Ne pas raconter la dictature argentine, une fois de plus, mais dire le halo coagulé de peur et de doute qu'elle a créé, sa terrible crise économique, sociale et morale, son joug politique accompagné des craintes de dénonciation et de trahison quand autrui devient un potentiel ennemi. Si la terreur autoritaire débutée en 1976 s'est officiellement achevée en 1983 avec l'avènement de la démocratie, la peur et le doute ont longtemps hanté les argentins, avec son cortège de réconciliations nationales ambigües qui a permis à la justice de ne jamais être rendue et aux disparus de le rester. C'est cette peur et ce doute pétri d'arbitraire qu'
Adolfo Bioy Casares a choisi de traiter dans ce petit roman absolument magistral écrit alors que la démocratie est installée depuis deux ans. "C'est une évocation symbolique de ce qui s'est passé. Cette réalité qui m'entourait m'a forcé à écrire mon histoire. C'est une métaphore, à ma façon, de ce qui est arrivé" confie
Adolfo Bioy Casares.
Le livre
Un photographe à La Plata (quel dommage que le titre français n'ait pas conservé le mot "aventure" du titre original) narre les péripéties d'un jeune provincial, photographe débutant, Nicolas
Almanza à La Plata, chargé de photographier les merveilles architecturales de la ville, et ses relations fortuites et étranges avec la famille Lombardo (pour qui le photographe ressemble à un fils mystérieusement disparu) et des personnages de la pension où il loge.
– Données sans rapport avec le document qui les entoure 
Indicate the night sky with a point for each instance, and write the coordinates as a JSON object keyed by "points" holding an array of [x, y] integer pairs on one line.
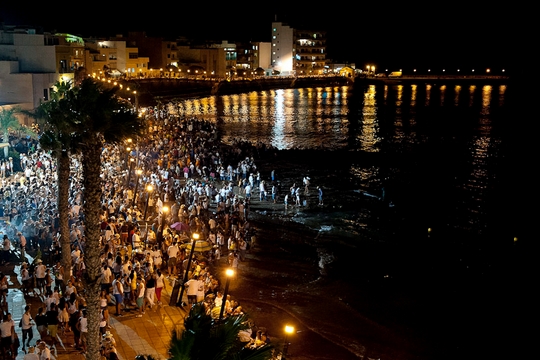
{"points": [[407, 35]]}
Le protagoniste Nicolas perçoit La Plata comme un espace fragmenté, considérant la ville comme un objet esthétique qu'il capture photographiquement, filtrant la réalité pour révéler son aspect fantomatique brumeux aux lumières métalliques se superposant aux étranges aventures qui vont parsemer son séjour à La Plata. "Au moyen de son appareil photo, le photographe soustrait le monde qui l'entoure au fleuve du temps. On peut affirmer que le photographe est un artiste lorsqu'il découvre les moments les plus expressifs de la vérité de ce monde, son modèle, et parvient à le perpétuer magnifiquement et tel qu'il est, comme s'il lui volait son âme" dit
Bioy Casares dans un essai sur la photographie.
Et c'est l'âme d'une ville voilée d'ambigüité et d'incertitude que photographie le jeune Nicolas, ce halo venimeux qui englobe toute vie quotidienne sous dictature, faisant douter de l'autre, tout autre, possible ennemi ou délateur, possible résistant, possible amante : possible haine et possible amour dans une douteuse altérité.
Jouant avec maestria de différents genres littéraires, récit fantastique, roman policier, roman d'amour, fiction scientifique, roman d'aventure,
Bioy Casares intrique les apparences avec la réalité, superpose rêve et éveil, hallucination et pleine conscience, pour déployer un récit d'une ambigüité sidérante où la fin n'en est pas une, laissant au lecteur la liberté d'inventer la suite. Laissant aux Argentins toute latitude pour inventer le devenir d'un pays martyrisé par sept années de terreur.
Ce court roman écrit à pas feutrés, secrètement diabolique et déchirant, est un des sommets de l'exceptionnel art romanesque bioycasarien.